Quant à eux, les experts américains exigent une nouvelle escalade. Dans une tribune publiée dans le Washington Post, Max Boot a demandé que les États-Unis «donnent à l’Ukraine la capacité de frapper chaque centimètre du territoire occupé par la Russie», ce qui – selon Boot – inclut la Crimée.
Boot a écrit: «La semaine dernière, l’Ukraine a porté la guerre à la Russie d’une manière modeste mais symbolique. L’Ukraine aurait utilisé des drones à réaction pour frapper deux bases aériennes au fin fond de la Russie – l’une d’entre elles n’est qu’à 160 km de Moscou – servant à faire fonctionner les bombardiers à longue portée qui lancent des missiles contre les villes ukrainiennes».
Boot a noté que le secrétaire d’État américain Antony Blinken «n’a pas condamné les attaques». Il en a conclu que «la position des États-Unis apparaît comme si les systèmes d’armes américains ne sont pas utilisés, et que les attaques se concentrent strictement sur des cibles militaires, ils ne s’opposent pas aux attaques».
Il a conclu: «L’accès à des “tirs” de plus longue portée permettra aux Ukrainiens de frapper plus efficacement de telles cibles militaires dans toute la largeur du territoire occupé par la Russie.
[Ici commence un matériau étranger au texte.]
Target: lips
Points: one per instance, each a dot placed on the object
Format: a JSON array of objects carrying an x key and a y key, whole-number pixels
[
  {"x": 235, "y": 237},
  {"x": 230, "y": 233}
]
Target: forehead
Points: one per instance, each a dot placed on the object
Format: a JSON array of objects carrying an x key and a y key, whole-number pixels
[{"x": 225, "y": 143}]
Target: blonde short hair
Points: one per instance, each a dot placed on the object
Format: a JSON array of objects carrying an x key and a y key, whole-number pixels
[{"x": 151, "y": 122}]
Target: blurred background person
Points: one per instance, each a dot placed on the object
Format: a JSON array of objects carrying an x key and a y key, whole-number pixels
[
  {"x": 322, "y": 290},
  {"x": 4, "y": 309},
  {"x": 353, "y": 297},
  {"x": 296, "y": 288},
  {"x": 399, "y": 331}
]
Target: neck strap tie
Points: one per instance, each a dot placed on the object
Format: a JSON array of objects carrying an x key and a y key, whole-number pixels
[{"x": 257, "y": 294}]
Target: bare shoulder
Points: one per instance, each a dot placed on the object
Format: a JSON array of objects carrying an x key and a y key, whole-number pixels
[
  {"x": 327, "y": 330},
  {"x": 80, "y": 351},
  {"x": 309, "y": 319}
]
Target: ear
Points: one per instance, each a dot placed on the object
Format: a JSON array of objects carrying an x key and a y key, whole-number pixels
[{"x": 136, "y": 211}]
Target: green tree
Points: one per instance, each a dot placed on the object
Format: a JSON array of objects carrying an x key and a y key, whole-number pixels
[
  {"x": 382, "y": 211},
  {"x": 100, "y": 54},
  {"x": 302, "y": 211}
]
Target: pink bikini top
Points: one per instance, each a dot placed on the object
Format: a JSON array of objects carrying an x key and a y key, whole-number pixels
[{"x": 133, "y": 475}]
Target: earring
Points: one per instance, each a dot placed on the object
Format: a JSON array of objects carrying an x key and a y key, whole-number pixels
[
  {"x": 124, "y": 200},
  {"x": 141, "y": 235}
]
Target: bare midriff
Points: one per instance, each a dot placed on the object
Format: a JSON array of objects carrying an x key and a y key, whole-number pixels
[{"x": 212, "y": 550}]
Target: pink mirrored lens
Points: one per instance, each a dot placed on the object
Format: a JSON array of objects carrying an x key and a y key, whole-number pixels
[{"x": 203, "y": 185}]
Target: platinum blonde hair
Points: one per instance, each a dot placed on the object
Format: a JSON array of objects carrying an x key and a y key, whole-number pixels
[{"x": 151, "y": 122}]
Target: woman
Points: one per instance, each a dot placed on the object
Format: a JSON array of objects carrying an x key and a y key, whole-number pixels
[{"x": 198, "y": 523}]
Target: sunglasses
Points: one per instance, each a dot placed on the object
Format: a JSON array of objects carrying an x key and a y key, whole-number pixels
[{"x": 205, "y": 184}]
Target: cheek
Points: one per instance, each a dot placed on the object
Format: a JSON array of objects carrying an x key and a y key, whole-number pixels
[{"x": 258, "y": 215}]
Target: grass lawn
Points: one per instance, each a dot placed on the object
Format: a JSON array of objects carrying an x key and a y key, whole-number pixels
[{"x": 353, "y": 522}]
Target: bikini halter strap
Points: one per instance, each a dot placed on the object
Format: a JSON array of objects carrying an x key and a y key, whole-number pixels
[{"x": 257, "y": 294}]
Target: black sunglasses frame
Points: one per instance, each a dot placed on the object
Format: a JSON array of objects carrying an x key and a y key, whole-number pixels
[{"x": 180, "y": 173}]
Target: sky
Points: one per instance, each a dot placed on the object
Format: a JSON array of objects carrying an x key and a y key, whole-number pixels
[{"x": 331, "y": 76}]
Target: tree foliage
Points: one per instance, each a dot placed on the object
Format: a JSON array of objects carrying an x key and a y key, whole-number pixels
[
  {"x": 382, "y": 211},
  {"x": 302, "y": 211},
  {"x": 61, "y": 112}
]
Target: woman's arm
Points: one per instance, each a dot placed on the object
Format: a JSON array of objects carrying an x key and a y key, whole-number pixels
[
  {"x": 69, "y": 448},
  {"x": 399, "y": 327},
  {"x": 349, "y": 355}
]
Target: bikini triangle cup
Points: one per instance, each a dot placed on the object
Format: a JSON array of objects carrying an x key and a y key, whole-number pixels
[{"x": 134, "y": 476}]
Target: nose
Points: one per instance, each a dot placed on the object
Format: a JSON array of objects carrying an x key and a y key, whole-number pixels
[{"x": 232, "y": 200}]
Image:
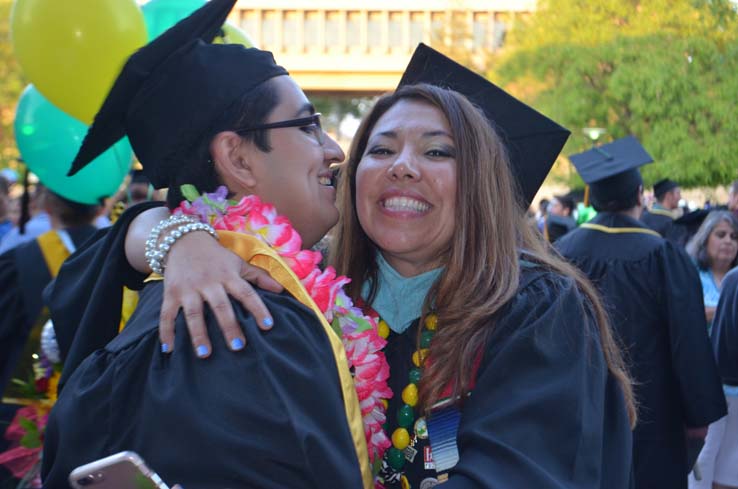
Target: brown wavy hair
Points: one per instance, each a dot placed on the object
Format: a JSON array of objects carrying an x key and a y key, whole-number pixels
[{"x": 481, "y": 264}]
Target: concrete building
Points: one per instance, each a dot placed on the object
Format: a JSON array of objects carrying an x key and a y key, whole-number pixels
[{"x": 360, "y": 48}]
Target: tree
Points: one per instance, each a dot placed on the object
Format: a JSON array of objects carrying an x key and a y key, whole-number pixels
[
  {"x": 665, "y": 71},
  {"x": 11, "y": 86}
]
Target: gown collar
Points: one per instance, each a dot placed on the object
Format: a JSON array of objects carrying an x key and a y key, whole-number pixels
[{"x": 399, "y": 300}]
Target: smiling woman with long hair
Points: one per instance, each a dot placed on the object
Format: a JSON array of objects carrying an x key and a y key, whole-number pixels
[{"x": 502, "y": 368}]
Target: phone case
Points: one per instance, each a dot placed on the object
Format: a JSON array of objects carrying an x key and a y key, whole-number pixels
[{"x": 124, "y": 470}]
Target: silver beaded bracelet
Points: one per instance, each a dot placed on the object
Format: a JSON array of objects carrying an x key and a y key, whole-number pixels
[
  {"x": 153, "y": 240},
  {"x": 156, "y": 262},
  {"x": 155, "y": 256}
]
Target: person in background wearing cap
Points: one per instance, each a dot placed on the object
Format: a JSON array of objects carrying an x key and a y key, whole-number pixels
[
  {"x": 725, "y": 346},
  {"x": 25, "y": 270},
  {"x": 559, "y": 220},
  {"x": 283, "y": 414},
  {"x": 733, "y": 198},
  {"x": 430, "y": 217},
  {"x": 653, "y": 293},
  {"x": 5, "y": 223},
  {"x": 662, "y": 214}
]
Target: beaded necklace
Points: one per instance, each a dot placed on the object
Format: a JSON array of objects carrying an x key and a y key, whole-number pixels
[{"x": 403, "y": 442}]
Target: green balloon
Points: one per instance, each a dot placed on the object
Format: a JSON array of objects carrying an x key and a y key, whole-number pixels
[
  {"x": 160, "y": 15},
  {"x": 48, "y": 140}
]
Cela inclut la Crimée».
Dans Foreign Affairs, Mick Ryan, général de division de l’armée australienne à la retraite, fait remarquer: «Si l’Ukraine peut continuer à gagner sur le champ de bataille, Kiev pourrait essayer d’isoler et peut-être même de s’emparer de tout le Donbass et de la Crimée. La reconquête de ces deux régions est un objectif déclaré du gouvernement ukrainien. Mais l’Ukraine n’est pas prête d’atteindre le point où elle pourra envahir la Crimée».
Les États-Unis intensifient massivement leur implication dans une guerre qui a produit un désastre pour la population ukrainienne. L’économie du pays est en ruines, et la nouvelle stratégie de l’armée russe – qui consiste à attaquer les infrastructures d’électricité et d’eau – a un impact dévastateur pendant le froid de l’hiver ukrainien.
La Maison-Blanche calcule que le fait d’exercer une pression militaire et économique toujours plus forte sur la Russie intensifiera les divisions au sein de l’oligarchie russe, dans l’espoir que cela crée la possibilité d’un changement de régime par une révolution de palais contre le gouvernement Poutine.
Cependant, d’importantes forces au sein de l’establishment politique russe exigent une réponse plus agressive aux actions provocatrices des États-Unis.
Le 10 décembre, le Mouvement international des jeunes et des étudiants pour l’égalité sociale a organisé un rassemblement intitulé «Pour un mouvement de masse de la jeunesse et des étudiants pour arrêter la guerre en Ukraine»!
En conclusion du rassemblement, le président du comité de rédaction international du WSWS, David North, a lancé un avertissement: «L’issue de ce processus, à moins que la classe ouvrière ne l’arrête, sera un cataclysme mondial d’une ampleur éclipsant la violence du passé. Depuis le début de la guerre, l’utilisation potentielle d’armes nucléaires est normalisée dans le discours politique».
Il a conclu: «La lutte contre la guerre passe par l’unification de la classe ouvrière internationale et la fin de la domination capitaliste par la révolution socialiste mondiale».